ハードボイルド小説では、よく主人公が場末の酒場でグラスを傾ける。グラスの中身はバーボンだ。学生時代は、スコッチウイスキーは紳士の飲み物というイメージだったため、ハードボイルドな強い男を気取ってバーボンをグラスに注いだ。「バーボン=男の強さの証明」と気取っていた。

バーボンウイスキーが愛飲された歴史には、開拓者が辿った足跡が刻まれているからだ。今でこそ、高価なバーボンウイスキーも登場しているが、数十年前、バーボンウイスキーはスコッチウイスキーより安かった。80年代に日本で大ブームになり大量に輸入されたからだ。当時の学生達はバーボン片手に夢を語り、夜を明かした。

アメリカ開拓を支えたバーボン

バーボンは、1700年代半ば、アメリカ西部開拓に挑み入植したイギリス系移民が持ち込んだウイスキー製造技術をベースに作られた。南北戦争後に酒税が導入されウイスキー生産者たちは開拓者たちと共に未開拓地に生産地を移していった。

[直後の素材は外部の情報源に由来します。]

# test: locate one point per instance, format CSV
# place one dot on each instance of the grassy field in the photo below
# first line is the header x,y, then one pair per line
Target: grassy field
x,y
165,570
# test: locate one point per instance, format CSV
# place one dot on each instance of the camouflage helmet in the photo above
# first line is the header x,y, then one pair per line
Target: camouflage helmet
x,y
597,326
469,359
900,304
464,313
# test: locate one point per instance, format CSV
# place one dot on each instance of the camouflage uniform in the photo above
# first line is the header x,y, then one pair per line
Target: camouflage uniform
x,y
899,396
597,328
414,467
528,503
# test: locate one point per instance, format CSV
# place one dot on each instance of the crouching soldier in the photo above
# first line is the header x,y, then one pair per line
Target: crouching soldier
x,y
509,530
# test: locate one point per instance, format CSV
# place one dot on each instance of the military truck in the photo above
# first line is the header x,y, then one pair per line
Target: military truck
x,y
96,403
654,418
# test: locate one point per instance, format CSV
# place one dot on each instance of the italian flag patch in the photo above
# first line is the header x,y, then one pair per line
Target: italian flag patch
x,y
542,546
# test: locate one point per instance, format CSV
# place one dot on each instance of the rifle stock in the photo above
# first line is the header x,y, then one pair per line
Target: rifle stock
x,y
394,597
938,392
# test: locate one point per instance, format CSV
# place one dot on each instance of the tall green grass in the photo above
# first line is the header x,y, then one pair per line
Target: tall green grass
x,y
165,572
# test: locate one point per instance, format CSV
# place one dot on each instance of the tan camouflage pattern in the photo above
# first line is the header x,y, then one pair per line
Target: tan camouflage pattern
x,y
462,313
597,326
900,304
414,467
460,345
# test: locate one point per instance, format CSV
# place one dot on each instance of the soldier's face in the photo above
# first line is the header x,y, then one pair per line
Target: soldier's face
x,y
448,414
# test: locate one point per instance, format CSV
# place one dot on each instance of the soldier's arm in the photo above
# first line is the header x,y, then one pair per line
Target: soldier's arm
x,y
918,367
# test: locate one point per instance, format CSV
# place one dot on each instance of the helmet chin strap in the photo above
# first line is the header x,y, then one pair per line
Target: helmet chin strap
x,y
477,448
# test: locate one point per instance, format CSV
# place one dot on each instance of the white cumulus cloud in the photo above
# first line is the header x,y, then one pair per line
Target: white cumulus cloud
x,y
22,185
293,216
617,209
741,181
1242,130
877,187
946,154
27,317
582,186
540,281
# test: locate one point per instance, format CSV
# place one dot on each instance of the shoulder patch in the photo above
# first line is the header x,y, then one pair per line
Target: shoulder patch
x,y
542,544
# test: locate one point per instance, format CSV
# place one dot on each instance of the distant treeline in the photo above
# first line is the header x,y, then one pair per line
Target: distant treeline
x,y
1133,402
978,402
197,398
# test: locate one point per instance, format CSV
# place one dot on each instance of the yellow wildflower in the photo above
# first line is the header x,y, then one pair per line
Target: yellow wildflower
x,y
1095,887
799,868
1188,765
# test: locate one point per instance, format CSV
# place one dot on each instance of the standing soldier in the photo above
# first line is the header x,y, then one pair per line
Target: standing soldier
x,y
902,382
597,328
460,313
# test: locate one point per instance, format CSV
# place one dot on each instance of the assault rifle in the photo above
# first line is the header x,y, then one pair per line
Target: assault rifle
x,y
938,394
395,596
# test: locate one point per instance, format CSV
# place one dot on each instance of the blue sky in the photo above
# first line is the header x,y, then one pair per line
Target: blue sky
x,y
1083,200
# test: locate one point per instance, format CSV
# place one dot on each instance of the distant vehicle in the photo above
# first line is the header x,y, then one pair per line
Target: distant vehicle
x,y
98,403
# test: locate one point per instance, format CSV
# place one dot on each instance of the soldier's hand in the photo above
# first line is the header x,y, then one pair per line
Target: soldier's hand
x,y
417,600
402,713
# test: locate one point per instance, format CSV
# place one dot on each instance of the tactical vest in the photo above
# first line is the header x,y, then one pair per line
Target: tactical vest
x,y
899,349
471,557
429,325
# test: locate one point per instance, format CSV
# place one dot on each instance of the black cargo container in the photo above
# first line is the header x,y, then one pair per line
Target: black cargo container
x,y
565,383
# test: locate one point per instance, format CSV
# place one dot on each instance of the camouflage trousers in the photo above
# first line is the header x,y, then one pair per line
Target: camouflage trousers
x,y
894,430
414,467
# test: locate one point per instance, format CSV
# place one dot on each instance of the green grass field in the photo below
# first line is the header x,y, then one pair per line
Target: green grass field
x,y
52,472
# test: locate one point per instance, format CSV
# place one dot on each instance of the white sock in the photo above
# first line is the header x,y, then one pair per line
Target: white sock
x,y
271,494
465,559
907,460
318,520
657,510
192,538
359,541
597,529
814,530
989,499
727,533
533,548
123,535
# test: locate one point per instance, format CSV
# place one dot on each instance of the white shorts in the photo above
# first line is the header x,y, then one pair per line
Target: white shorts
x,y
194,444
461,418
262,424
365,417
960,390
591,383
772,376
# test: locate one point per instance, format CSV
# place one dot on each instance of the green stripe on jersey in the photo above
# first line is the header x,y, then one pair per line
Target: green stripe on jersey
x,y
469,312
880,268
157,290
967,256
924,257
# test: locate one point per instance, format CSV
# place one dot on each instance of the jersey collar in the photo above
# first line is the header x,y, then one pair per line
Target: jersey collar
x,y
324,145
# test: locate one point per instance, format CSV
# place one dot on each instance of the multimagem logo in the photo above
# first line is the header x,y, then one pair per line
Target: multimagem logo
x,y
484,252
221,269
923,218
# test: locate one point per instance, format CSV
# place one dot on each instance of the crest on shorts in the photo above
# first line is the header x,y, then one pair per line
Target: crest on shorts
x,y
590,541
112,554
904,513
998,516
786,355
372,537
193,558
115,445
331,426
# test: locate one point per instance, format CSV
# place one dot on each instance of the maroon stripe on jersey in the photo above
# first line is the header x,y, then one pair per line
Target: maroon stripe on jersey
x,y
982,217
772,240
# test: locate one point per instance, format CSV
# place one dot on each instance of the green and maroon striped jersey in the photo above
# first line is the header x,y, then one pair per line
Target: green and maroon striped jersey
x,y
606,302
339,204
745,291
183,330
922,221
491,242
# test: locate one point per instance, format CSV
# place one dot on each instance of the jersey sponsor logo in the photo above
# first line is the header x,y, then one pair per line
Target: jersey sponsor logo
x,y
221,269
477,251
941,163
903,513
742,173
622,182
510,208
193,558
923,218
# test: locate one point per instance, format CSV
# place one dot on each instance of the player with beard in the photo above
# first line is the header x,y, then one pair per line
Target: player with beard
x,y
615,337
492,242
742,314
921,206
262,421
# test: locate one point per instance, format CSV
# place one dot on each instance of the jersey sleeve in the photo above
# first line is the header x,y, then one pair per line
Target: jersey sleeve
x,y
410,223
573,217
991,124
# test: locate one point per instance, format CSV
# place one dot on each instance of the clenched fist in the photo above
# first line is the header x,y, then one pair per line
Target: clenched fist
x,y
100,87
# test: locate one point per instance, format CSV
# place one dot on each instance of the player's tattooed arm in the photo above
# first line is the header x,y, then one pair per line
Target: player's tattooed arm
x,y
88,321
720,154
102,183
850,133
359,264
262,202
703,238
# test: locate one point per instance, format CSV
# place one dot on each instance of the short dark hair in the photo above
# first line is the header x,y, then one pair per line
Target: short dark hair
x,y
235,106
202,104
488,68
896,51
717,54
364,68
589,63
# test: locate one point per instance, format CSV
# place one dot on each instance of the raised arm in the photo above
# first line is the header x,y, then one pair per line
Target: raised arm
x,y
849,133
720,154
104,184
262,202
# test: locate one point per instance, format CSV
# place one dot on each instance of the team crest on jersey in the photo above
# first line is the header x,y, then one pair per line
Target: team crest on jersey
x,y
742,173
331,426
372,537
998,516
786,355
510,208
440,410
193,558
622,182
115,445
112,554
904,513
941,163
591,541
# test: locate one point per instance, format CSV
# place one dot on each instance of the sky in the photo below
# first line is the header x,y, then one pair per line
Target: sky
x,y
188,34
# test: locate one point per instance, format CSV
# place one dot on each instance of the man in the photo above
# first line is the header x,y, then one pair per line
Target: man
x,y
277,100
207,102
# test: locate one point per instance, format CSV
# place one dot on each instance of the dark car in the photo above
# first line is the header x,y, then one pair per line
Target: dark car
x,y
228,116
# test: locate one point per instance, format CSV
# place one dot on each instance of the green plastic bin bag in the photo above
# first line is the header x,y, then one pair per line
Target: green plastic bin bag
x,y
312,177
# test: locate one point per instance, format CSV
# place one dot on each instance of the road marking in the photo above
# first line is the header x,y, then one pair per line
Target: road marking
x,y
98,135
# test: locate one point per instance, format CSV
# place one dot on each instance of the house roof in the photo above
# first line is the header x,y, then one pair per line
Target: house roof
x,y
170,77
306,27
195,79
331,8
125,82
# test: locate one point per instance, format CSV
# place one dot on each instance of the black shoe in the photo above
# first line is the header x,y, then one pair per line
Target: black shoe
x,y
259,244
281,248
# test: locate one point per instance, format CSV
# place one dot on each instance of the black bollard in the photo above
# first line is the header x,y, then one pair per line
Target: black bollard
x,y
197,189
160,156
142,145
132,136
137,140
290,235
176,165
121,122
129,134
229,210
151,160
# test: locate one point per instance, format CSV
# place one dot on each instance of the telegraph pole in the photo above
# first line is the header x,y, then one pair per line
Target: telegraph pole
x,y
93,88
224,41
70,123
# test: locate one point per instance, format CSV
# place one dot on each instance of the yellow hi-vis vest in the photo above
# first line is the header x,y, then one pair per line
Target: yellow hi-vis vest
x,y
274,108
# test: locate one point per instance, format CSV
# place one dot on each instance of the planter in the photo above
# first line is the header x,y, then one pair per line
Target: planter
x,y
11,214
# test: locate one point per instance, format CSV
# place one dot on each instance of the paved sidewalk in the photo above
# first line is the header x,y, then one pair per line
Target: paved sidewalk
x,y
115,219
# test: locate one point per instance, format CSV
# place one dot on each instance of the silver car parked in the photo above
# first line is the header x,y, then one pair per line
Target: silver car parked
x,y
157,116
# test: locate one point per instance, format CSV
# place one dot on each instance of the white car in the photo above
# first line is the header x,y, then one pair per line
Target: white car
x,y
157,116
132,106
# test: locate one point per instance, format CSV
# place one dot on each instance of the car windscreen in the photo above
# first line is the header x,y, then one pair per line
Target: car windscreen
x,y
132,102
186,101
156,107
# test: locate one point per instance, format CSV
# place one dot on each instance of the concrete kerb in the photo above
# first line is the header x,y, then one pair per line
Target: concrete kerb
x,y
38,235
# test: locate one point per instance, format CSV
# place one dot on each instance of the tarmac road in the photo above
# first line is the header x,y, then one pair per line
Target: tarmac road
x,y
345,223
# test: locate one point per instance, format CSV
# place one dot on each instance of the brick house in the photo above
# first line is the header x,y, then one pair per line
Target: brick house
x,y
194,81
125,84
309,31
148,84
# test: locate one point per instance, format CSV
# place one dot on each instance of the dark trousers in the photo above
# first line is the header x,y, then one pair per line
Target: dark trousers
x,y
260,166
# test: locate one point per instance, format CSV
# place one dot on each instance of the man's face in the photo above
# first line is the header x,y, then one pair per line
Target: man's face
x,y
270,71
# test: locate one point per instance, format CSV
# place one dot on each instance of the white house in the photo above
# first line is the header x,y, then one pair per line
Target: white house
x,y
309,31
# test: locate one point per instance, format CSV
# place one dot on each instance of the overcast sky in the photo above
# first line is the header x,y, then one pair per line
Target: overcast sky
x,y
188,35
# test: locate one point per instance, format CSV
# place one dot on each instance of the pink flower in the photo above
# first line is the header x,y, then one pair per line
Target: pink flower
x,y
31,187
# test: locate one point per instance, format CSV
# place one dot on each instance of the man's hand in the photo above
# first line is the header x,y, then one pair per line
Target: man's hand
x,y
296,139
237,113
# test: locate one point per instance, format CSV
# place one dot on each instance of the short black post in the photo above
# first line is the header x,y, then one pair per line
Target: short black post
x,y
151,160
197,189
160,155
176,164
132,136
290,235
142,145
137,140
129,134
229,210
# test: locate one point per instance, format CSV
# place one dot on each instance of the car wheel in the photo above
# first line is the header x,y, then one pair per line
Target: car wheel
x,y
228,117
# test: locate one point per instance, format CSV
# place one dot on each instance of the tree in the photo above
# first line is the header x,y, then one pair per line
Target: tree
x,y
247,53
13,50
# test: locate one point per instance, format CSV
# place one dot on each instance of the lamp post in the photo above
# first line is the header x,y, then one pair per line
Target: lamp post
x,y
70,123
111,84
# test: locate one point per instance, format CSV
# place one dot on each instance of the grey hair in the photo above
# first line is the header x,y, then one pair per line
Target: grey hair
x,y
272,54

男達は丸太小屋に住み山を切り拓いて畑を作った。この歴史がバーボンを男の酒とイメージ付けている。TVなどのCMでも『男の酒』としてのイメージが流され、アルコール度数の高いバーボンを前に『これくらい飲めなければ男でない』と学生達はうそぶいた。

開拓者と共にアメリカ東海岸から西部へ移動したウイスキーはケンタッキー州バーボン郡で落ち着く。大自然が織りなす恵みがウイスキー造りに最適だったからだ。主原料のトウモロコシの生産地であり、ライムストーンウォーターと呼ばれる切開層でこされ、鉄分が濾過された水があったからだ。

またバーボン郡という地名はイギリス系移民に続いて入植してきたフランス系移民が『ブルボン王朝』を懐かしんで名づけられた地名で、イギリスのウイスキー技術がフランス系移民の地でアレンジされたことは、いかにもアメリカらしい歴史だ。

バーボンの代表銘柄

80年代学生達はアルコール度数の高い男の酒としてバーボンを飲んだ。だが当時学生たちが飲んだバーボンは今では作られていない。同じ銘柄でもアルコール度数が違う。87年の法改正で50度以上のアルコール度数の酒は40度以下に下げられたからだ。飲み比べた人のコメントではコクがなくなったと評されている。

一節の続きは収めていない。